A venous access device (VAD) is a surgically implanted device that provides long-term access to a major vein. A VAD can be useful for patients undergoing systemic treatment with precision cancer medicines or chemotherapy because it allows for a single access that can be used repeatedly to draw blood and deliver medications thus avoiding frequent needle sticks. Although there are several different types of VADs, the two most commonly used for cancer treatment and taking blood samples are:
- Tunneled external catheters (Hickman® catheter), or
- Subcutaneous implanted ports (port-a-cath).

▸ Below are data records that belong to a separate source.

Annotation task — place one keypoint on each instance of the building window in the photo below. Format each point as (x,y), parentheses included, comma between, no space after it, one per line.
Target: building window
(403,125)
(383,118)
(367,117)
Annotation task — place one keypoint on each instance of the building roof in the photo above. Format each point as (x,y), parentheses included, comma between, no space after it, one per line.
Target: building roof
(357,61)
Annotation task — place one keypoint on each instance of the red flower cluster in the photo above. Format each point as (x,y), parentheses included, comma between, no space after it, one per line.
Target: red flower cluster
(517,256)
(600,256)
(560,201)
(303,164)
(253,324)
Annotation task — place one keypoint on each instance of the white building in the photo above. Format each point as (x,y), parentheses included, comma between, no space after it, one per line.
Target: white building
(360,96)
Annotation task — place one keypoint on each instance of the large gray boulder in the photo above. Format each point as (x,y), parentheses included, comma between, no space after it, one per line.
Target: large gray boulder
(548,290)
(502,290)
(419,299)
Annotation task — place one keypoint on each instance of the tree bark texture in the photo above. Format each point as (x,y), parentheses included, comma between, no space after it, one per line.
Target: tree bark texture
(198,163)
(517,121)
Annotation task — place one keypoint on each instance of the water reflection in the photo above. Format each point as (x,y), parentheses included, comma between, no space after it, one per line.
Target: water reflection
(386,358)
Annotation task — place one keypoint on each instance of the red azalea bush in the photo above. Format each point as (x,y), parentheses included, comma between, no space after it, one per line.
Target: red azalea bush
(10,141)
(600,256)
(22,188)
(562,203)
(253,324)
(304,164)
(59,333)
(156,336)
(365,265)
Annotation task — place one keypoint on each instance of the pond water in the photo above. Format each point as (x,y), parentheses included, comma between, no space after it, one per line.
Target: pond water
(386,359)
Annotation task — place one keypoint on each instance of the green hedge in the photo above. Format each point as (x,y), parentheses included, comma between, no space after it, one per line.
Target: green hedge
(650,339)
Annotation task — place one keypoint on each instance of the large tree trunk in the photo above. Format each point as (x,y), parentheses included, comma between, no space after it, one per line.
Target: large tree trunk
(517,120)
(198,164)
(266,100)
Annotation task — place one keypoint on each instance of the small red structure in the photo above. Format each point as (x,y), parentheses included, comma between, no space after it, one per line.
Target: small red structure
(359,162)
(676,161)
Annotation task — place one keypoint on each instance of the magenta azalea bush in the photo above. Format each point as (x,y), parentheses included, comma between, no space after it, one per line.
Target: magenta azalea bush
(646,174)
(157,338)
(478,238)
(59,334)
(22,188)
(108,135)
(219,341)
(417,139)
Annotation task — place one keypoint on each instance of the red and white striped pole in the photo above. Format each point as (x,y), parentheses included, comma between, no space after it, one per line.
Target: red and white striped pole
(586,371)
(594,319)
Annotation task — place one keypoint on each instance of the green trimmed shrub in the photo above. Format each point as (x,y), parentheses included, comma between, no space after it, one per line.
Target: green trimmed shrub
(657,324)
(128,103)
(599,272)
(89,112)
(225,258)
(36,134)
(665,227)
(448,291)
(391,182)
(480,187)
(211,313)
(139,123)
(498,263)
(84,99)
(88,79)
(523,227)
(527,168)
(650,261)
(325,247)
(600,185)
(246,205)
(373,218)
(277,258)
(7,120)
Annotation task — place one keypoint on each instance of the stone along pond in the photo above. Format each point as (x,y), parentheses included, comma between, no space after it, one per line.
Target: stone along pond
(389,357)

Both a Hickman® catheter and a port-a-cath are surgically implanted into a major vein. For the Hickman® catheter, the plastic tube or catheter is attached to a major vein and then comes out of the body for external access. A port-a-cath is implanted completely beneath the skin into a major vein under the collarbone. The port may then be accessed by a special needle through the skin to deliver chemotherapy, hydration, transfusions, and for taking blood samples.
The following are some key features that distinguish these two types of VADs:
- Easier insertion, removal, and access
- Higher flow capacity due to single, double, or triple lumen (channel)
- Fewer device-related infections
- Fewer activity restrictions
- Less day-to-day maintenance
- Lower flow capacity due to only single or double lumen (channel)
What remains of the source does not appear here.